Carmen Boullosa
Ojalá esto fuera verdad: Uno de los dos hombres más ricos del mundo hace a un lado el libro que lee, lo ha distraído la pantalla iluminada de su celular con una “alerta” —una noticia que se repite, pero no por esto menos dramática—: se acaba de revelar el asesinato en México de un número impreciso de inmigrantes centroamericanos. Con el libro aún abierto en la mano, el millonario liga las frases que acaba de leer, a las víctimas del calvario mexicano. Atando unas con otras, piensa: ¿qué pasaría si usara su muy llena-de-ceros fortuna en un bien superior a la riqueza?
¿Cómo usar su fortuna para algo más que no sea generarla más? Es la primera vez que se presenta a sí mismo el dilema. No se trata de gastar dinero, sino invertirlo sin considerar en eficiente retribución. “Poner el capital en algo con que yo deje una huella, que se me recuerde por generaciones como a un hombre único; algo que sea más que armar un museo o dos —los hemos hecho de cualquier manera para guardar la memoria de mi fallecida esposa, no llevan mi nombre, no son mi legado—”.

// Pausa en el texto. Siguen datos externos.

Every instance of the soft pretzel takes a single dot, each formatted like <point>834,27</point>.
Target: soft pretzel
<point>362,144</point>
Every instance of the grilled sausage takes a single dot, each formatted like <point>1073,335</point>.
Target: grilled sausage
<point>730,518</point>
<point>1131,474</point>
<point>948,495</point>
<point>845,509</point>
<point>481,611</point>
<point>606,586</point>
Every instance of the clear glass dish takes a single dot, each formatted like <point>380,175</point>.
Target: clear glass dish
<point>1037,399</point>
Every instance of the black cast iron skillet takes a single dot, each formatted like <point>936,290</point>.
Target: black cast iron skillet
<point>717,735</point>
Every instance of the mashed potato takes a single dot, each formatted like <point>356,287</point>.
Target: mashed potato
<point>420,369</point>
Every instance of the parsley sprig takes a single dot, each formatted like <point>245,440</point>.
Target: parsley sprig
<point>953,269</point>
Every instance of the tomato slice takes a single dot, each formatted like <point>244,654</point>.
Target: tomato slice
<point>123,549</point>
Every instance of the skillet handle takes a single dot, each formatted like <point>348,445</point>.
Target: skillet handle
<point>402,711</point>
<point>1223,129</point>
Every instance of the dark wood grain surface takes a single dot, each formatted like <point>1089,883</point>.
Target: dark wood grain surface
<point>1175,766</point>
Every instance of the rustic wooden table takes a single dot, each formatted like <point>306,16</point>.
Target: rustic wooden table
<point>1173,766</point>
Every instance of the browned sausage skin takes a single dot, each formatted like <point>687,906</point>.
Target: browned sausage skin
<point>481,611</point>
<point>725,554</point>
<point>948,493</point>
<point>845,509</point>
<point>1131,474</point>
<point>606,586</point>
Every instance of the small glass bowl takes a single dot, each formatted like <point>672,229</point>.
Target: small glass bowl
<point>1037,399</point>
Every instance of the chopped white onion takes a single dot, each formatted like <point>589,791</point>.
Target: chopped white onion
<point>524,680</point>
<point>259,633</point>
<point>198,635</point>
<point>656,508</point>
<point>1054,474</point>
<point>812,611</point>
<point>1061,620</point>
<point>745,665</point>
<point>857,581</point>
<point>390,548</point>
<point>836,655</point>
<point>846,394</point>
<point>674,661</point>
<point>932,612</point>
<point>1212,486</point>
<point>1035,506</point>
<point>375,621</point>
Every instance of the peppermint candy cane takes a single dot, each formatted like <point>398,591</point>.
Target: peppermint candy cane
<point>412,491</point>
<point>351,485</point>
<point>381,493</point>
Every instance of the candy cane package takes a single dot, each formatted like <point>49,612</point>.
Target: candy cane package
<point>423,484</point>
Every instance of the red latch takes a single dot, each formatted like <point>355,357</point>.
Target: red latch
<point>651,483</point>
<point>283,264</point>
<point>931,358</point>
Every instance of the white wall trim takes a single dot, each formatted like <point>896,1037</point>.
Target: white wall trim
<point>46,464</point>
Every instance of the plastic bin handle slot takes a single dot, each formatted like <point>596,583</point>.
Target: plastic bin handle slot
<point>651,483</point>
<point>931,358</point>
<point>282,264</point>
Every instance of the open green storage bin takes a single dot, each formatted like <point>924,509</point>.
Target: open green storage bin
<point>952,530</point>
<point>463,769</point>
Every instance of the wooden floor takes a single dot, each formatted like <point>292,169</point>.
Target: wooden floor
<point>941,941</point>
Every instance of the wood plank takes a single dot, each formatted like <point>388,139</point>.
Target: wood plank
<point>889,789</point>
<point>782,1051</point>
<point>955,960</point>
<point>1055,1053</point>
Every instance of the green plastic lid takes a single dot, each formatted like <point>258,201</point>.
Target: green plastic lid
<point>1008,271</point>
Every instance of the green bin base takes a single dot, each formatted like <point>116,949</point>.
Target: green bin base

El millonario sueña despierto. Quiere hacer la obra de su vida, la que lo guardará en la memoria colectiva como un gran hombre. No piensa en otra empresa comercial; tampoco se interesa en los protagonistas ni se ha dejado llevar por un súbito sentimiento humanista —“Haré la obra por la que se recordará mi vida como excepcional”—: desea la gloria. “La gloria no es despreciable. Hitler no ganó la gloria sino la ignominia. La gloria es la mejor herencia”.
Urde un plan. Su blanco serán los inmigrantes que pasan por México para intentar alcanzar el país del norte. El millonario no desea hacer negocio de los inmigrantes o a su costa; no los piensa como presas para el comercio, o como compradores de sus bienes y servicios.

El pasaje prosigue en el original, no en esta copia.